En fin, no pretendemos hacer exégesis de la forma de “alabar al señor” de los evangélicos. Pueden hacerlo como quieran, lo que deseamos es que lo hagan de manera que no importunen la paz del prójimo ni irrespeten su derecho.

¿Vacío legal?

En medio de la desesperación muchas personas se preguntan si existe alguna ley que prohíba a las iglesias evangélicas estos excesos, pues ellos no escuchan reclamos decentes ni ruegos. Si alguien intenta decirle que por favor bajen el volumen, entonces lo aumentan y te insultan diciéndote que estás endemoniado y que te irás al infierno.
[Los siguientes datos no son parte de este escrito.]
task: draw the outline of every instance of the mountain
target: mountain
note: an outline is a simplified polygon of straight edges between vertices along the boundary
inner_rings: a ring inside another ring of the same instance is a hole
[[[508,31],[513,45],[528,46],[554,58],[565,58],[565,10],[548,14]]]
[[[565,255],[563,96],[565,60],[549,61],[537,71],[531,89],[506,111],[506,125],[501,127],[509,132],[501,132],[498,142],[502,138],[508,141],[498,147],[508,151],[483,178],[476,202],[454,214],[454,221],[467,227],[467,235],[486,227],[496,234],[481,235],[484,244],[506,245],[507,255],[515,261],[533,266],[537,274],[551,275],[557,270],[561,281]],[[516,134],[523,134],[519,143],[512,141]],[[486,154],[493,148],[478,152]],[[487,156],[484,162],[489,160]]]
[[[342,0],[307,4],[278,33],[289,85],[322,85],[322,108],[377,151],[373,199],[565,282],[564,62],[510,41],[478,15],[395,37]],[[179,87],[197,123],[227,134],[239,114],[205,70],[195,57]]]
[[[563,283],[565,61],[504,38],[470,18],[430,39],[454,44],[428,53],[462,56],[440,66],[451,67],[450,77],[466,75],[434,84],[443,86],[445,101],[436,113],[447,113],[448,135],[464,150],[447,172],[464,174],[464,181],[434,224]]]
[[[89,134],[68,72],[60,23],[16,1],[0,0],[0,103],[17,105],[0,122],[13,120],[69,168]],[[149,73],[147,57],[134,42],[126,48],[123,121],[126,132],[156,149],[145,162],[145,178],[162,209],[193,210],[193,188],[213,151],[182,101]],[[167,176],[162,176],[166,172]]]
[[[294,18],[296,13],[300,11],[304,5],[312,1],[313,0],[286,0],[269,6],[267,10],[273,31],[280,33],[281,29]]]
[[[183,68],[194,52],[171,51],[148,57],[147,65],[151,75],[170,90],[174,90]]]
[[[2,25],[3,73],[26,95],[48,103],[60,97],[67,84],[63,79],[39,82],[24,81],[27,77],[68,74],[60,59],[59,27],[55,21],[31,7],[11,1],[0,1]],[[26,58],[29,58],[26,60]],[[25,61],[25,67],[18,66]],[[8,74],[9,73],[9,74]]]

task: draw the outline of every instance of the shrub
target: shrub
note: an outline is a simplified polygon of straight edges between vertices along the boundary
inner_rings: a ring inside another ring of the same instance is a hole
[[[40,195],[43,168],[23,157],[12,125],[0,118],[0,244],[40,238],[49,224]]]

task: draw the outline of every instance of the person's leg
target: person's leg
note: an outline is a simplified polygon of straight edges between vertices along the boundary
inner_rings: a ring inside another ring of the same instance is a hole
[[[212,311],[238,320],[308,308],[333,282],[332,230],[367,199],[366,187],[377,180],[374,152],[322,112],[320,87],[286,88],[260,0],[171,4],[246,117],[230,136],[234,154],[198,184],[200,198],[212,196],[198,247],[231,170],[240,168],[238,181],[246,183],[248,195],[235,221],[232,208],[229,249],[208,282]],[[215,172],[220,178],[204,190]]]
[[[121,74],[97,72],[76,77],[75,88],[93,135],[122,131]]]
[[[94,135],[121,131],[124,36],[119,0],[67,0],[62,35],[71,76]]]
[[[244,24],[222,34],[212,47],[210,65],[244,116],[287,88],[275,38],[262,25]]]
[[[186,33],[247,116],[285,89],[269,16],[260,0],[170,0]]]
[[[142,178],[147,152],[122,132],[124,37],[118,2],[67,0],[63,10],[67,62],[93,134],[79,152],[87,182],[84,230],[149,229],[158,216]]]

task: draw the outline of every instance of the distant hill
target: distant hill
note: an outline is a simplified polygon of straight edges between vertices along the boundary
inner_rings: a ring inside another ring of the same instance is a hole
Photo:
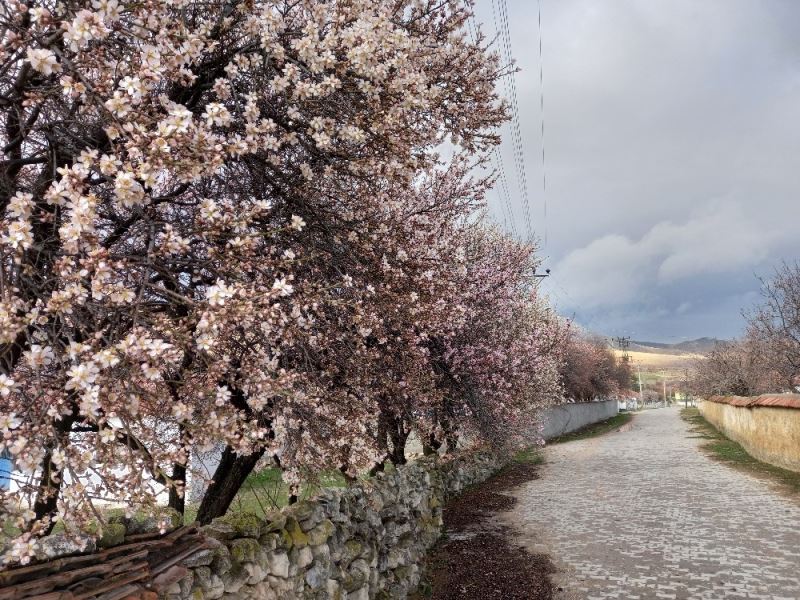
[[[642,377],[649,381],[651,375],[656,374],[656,380],[663,377],[682,377],[687,369],[691,369],[698,360],[720,342],[715,338],[701,337],[696,340],[687,340],[675,344],[663,342],[632,341],[628,349],[628,357],[641,370]],[[617,356],[623,352],[614,348]],[[649,373],[648,375],[645,375]]]
[[[721,342],[717,338],[701,337],[696,340],[687,340],[676,344],[662,342],[631,342],[631,350],[637,352],[655,352],[659,354],[705,354],[714,349]]]

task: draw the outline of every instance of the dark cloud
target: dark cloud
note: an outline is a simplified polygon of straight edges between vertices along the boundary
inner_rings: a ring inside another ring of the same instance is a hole
[[[546,221],[537,3],[508,9],[543,289],[607,334],[738,334],[800,256],[800,2],[542,0]]]

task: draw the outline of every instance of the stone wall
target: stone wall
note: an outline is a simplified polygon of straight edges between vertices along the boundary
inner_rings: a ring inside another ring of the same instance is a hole
[[[698,408],[751,456],[800,472],[800,395],[714,396]]]
[[[213,547],[182,564],[169,600],[405,598],[442,531],[442,505],[503,464],[473,453],[421,459],[356,485],[326,489],[266,519],[226,516],[202,528]]]
[[[546,409],[541,416],[542,437],[551,440],[592,423],[605,421],[619,412],[616,400],[575,402]]]

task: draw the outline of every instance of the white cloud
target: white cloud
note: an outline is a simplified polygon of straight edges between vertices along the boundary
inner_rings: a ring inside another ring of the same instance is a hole
[[[753,272],[800,256],[800,2],[541,5],[546,193],[539,5],[508,2],[533,228],[553,269],[543,289],[598,331],[735,335]],[[490,38],[492,7],[477,2]],[[502,221],[499,196],[489,202]]]
[[[639,239],[612,234],[573,250],[553,269],[568,305],[618,307],[641,302],[687,279],[752,269],[789,229],[765,229],[738,205],[712,202],[688,221],[662,221]],[[684,302],[679,313],[689,310]]]

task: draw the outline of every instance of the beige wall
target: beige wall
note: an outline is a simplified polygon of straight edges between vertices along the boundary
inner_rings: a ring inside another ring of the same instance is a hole
[[[755,458],[800,472],[800,410],[700,402],[700,413]]]

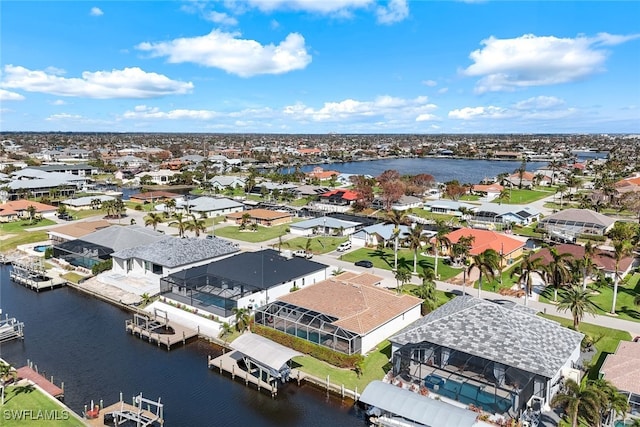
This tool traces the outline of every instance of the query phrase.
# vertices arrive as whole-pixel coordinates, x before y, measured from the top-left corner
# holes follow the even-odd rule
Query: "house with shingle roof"
[[[475,184],[471,187],[472,194],[478,194],[487,202],[500,197],[500,193],[504,187],[500,184]]]
[[[447,234],[451,245],[458,243],[462,237],[473,237],[469,255],[478,255],[487,249],[493,249],[499,254],[502,254],[502,262],[506,262],[507,264],[511,264],[513,260],[522,255],[522,251],[527,243],[526,238],[477,228],[459,228]]]
[[[42,217],[45,214],[53,214],[57,209],[55,206],[35,202],[33,200],[13,200],[0,205],[0,222],[28,219],[29,206],[33,206],[35,208],[35,214],[38,217]]]
[[[380,287],[382,277],[346,272],[256,311],[256,323],[346,354],[365,354],[420,318],[422,300]]]
[[[468,220],[474,227],[503,228],[509,224],[528,225],[540,219],[541,212],[532,205],[483,203],[476,206]]]
[[[604,359],[600,377],[627,397],[628,413],[640,417],[640,342],[620,341],[616,352]]]
[[[311,236],[313,234],[330,234],[348,236],[362,226],[355,221],[345,221],[331,216],[319,216],[291,224],[291,234],[298,236]]]
[[[97,221],[74,221],[71,224],[52,227],[47,230],[47,236],[54,244],[64,243],[69,240],[79,239],[94,231],[111,227],[111,223],[106,219]]]
[[[265,227],[273,225],[287,224],[291,222],[291,213],[284,211],[272,211],[269,209],[249,209],[242,212],[234,212],[225,215],[225,219],[241,225],[244,221],[243,217],[248,215],[249,223],[259,224]]]
[[[491,413],[551,402],[575,375],[584,335],[536,311],[459,296],[389,338],[392,374]]]
[[[199,217],[214,218],[234,212],[242,212],[244,204],[226,197],[202,196],[178,202],[176,212],[197,214]]]
[[[604,236],[616,220],[590,209],[565,209],[540,220],[549,237],[573,240],[581,234]]]

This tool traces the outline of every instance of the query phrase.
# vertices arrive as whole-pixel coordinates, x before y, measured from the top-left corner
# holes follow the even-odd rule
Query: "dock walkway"
[[[23,366],[17,369],[18,379],[25,379],[37,384],[42,390],[56,399],[64,397],[64,389],[58,387],[29,366]]]
[[[133,397],[133,404],[131,404],[122,400],[122,393],[120,395],[119,402],[104,408],[95,405],[93,409],[87,411],[85,406],[84,423],[89,427],[113,426],[123,423],[126,425],[133,423],[140,427],[164,425],[163,405],[159,400],[155,402],[138,395]],[[144,409],[145,405],[147,409]],[[155,413],[151,410],[152,407],[155,409]]]
[[[253,384],[258,388],[258,390],[266,390],[271,393],[271,396],[276,396],[278,394],[277,381],[273,384],[270,384],[261,378],[253,375],[253,373],[242,369],[238,365],[238,361],[242,360],[242,353],[239,351],[233,350],[227,353],[224,353],[216,358],[208,357],[207,366],[209,369],[218,369],[220,373],[226,372],[231,375],[232,379],[240,379],[244,381],[245,385]]]
[[[166,318],[158,319],[158,316],[148,317],[137,313],[133,320],[125,322],[125,330],[150,343],[156,343],[158,347],[163,345],[167,350],[171,350],[175,344],[186,344],[188,340],[198,336],[198,331]]]

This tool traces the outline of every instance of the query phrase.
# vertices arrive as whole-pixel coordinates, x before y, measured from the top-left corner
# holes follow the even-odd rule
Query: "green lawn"
[[[107,211],[103,209],[67,209],[67,213],[71,215],[73,219],[84,219],[92,216],[102,218],[107,214]]]
[[[461,202],[477,202],[480,200],[480,196],[477,194],[465,194],[464,196],[460,196],[459,200]]]
[[[291,249],[297,251],[304,249],[307,240],[311,239],[311,252],[314,254],[326,254],[335,251],[338,245],[347,240],[346,237],[295,237],[282,243],[282,249]]]
[[[216,228],[216,236],[257,243],[283,236],[287,233],[286,230],[289,227],[290,224],[282,224],[275,225],[273,227],[258,226],[258,231],[240,231],[239,226],[229,225],[226,227]]]
[[[433,213],[426,211],[424,209],[412,209],[411,215],[415,215],[420,218],[430,219],[432,221],[445,221],[445,222],[453,222],[454,224],[460,223],[460,218],[455,215],[446,215],[440,213]]]
[[[533,237],[534,239],[542,239],[542,233],[538,233],[536,231],[537,226],[537,223],[534,223],[527,227],[514,225],[513,234],[517,234],[518,236]]]
[[[303,197],[303,198],[300,198],[300,199],[295,199],[295,200],[292,200],[290,202],[287,202],[287,205],[295,206],[297,208],[300,208],[302,206],[308,205],[310,201],[311,201],[311,199]]]
[[[594,289],[599,292],[592,295],[592,301],[600,308],[599,314],[607,314],[611,310],[613,302],[613,286],[602,286]],[[616,313],[620,319],[640,322],[640,306],[633,303],[636,295],[640,294],[640,273],[635,273],[626,281],[618,285],[618,297],[616,298]],[[545,289],[540,296],[541,302],[553,301],[553,289]]]
[[[84,426],[69,410],[56,404],[51,398],[33,386],[7,387],[2,406],[2,426]],[[21,418],[21,419],[20,419]]]
[[[41,220],[34,220],[33,222],[28,219],[21,221],[4,222],[0,224],[0,233],[2,234],[14,234],[22,233],[25,230],[33,227],[46,227],[48,225],[54,225],[56,222],[50,219],[42,218]]]
[[[495,199],[492,203],[504,203],[510,205],[525,205],[527,203],[535,202],[536,200],[548,197],[551,193],[548,191],[536,191],[514,188],[509,190],[509,197],[504,199]]]
[[[46,231],[16,234],[8,239],[0,240],[0,252],[11,251],[19,245],[26,245],[27,243],[42,242],[47,240],[47,237]]]
[[[355,390],[357,387],[358,393],[361,393],[371,381],[381,380],[384,377],[391,368],[390,357],[391,343],[383,341],[378,344],[378,347],[365,357],[363,372],[359,378],[351,369],[337,368],[311,356],[294,357],[293,367],[324,380],[329,375],[329,381],[333,384],[344,384],[345,388],[349,390]]]
[[[373,262],[374,267],[382,268],[384,270],[393,270],[394,264],[392,249],[379,250],[361,248],[342,255],[340,259],[348,262],[356,262],[361,259],[368,259],[369,261]],[[418,254],[418,272],[420,272],[423,267],[433,268],[433,262],[434,257]],[[407,249],[398,251],[398,267],[401,268],[403,266],[413,271],[413,251]],[[461,271],[461,268],[452,268],[451,266],[444,264],[442,262],[442,258],[438,258],[438,274],[440,275],[440,280],[450,279]]]
[[[573,325],[573,320],[565,319],[563,317],[551,316],[548,314],[539,314],[547,319],[555,320],[563,326],[570,327]],[[591,368],[589,369],[589,378],[598,378],[598,371],[604,363],[604,359],[607,354],[615,353],[620,341],[631,341],[631,335],[629,332],[621,331],[619,329],[605,328],[603,326],[594,325],[591,323],[580,323],[580,332],[590,336],[595,342],[597,353],[591,359]]]
[[[60,277],[62,277],[65,280],[68,280],[71,283],[76,283],[76,284],[79,283],[80,280],[85,278],[85,276],[83,276],[81,274],[78,274],[78,273],[76,273],[74,271],[70,271],[68,273],[65,273],[65,274],[61,275]]]

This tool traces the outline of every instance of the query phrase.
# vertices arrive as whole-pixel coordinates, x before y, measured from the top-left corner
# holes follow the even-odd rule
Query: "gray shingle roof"
[[[307,230],[309,228],[314,228],[314,227],[352,228],[352,227],[357,227],[358,225],[360,225],[359,222],[343,221],[341,219],[333,218],[331,216],[321,216],[318,218],[311,218],[305,221],[296,222],[295,224],[291,224],[290,227]]]
[[[459,296],[389,340],[426,341],[552,378],[583,337],[521,305]]]
[[[238,251],[239,249],[233,243],[224,239],[165,237],[150,244],[123,249],[111,256],[120,259],[136,258],[174,268]]]
[[[197,199],[189,200],[189,206],[192,211],[195,212],[211,212],[222,209],[241,208],[244,205],[235,200],[227,198],[216,197],[198,197]],[[186,206],[187,202],[178,203],[179,206]]]
[[[606,215],[602,215],[596,211],[592,211],[590,209],[565,209],[563,211],[554,213],[553,215],[549,215],[545,219],[543,219],[542,223],[554,221],[576,221],[576,222],[584,222],[587,224],[596,224],[601,227],[607,228],[614,222],[615,219],[609,218]]]
[[[146,245],[164,239],[162,233],[139,225],[115,226],[87,234],[82,240],[113,249],[114,252],[134,246]]]

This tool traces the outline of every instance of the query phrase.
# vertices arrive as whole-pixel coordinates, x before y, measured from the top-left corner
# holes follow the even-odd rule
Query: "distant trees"
[[[375,195],[373,193],[373,185],[375,180],[367,178],[363,175],[354,176],[351,178],[353,183],[353,190],[358,195],[358,198],[353,204],[353,209],[356,212],[365,210],[371,206]]]
[[[155,212],[149,213],[149,215],[147,215],[147,217],[144,219],[145,227],[152,226],[153,231],[156,231],[158,224],[161,224],[162,222],[163,222],[162,215]]]
[[[585,314],[597,314],[598,306],[592,301],[588,290],[580,286],[572,286],[561,293],[558,311],[570,311],[573,317],[573,329],[576,331]]]
[[[393,225],[393,269],[398,270],[398,244],[400,237],[400,226],[406,225],[408,222],[407,212],[406,211],[397,211],[390,209],[387,211],[385,216],[384,223]]]
[[[400,173],[392,169],[382,172],[377,180],[381,190],[382,206],[388,211],[404,195],[405,184],[400,179]]]
[[[484,252],[474,255],[469,265],[468,273],[478,270],[478,298],[482,295],[482,277],[495,279],[495,271],[500,268],[500,254],[494,249],[486,249]]]
[[[456,180],[447,182],[444,188],[445,196],[455,201],[460,200],[460,197],[467,194],[467,191],[469,189]]]

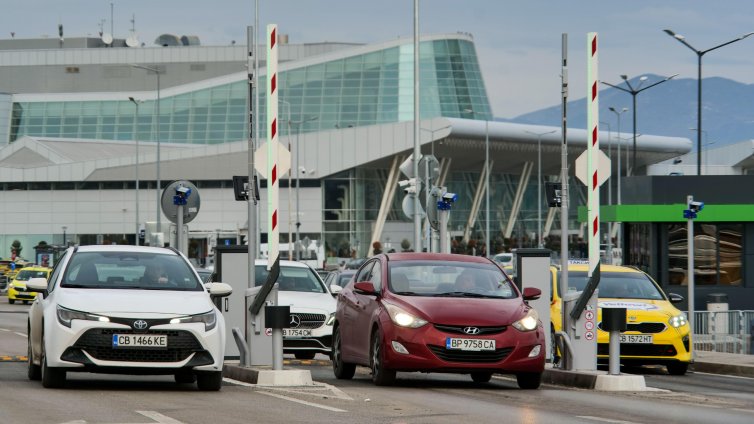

Si pertenece a otra religión o incluso no crees, te agreden verbalmente. No saben los evangélicos que todo esto es un delito de intolerancia religiosa, algo que está condenado por la Constitución dominicana.

En nuestro país existe la libertad de culto o libertad religiosa y es un derecho fundamental que está protegido por la Constitución. ¿Pero qué significa esto? Significa que los dominicanos tienen derecho a elegir libremente su religión o incluso a no pertenecer a ningún credo, ser ateo o agnóstico sin ser discriminado o violentado con intentos de hacerlo cambiar a la fuerza. Libertad religiosa no significa que tienes derecho a irrespetar al que cree diferente o al que no cree. No significa que debas violentarlo y obligarlo a fuerza de ruido a que se adhiera a tus creencias. Lo que hacen los predicadores evangélicos es una clara violación a la Constitución. Y no me refiero a todos los evangélicos, sino a los que andan como chivos sin ley poniendo “iglesias” en los garajes, en frente y al lado de viviendas, a los que vociferan en los espacios públicos, etc.

Por otro lado, la Ley 64-00 de Medio Ambiente y Recursos Naturales, en su artículo 12 cataloga estos excesos como contaminación sónica. “Sonidos que por su prolongación, nivel o frecuencia afectan la salud humana y la calidad de vida de la población”.

Saludamos la medida de Opret en prohibir este desorden. Quiera Dios que también se dignen en regular esas iglesias que montan en los lugares residenciales y que perturban la paz de los vecinos.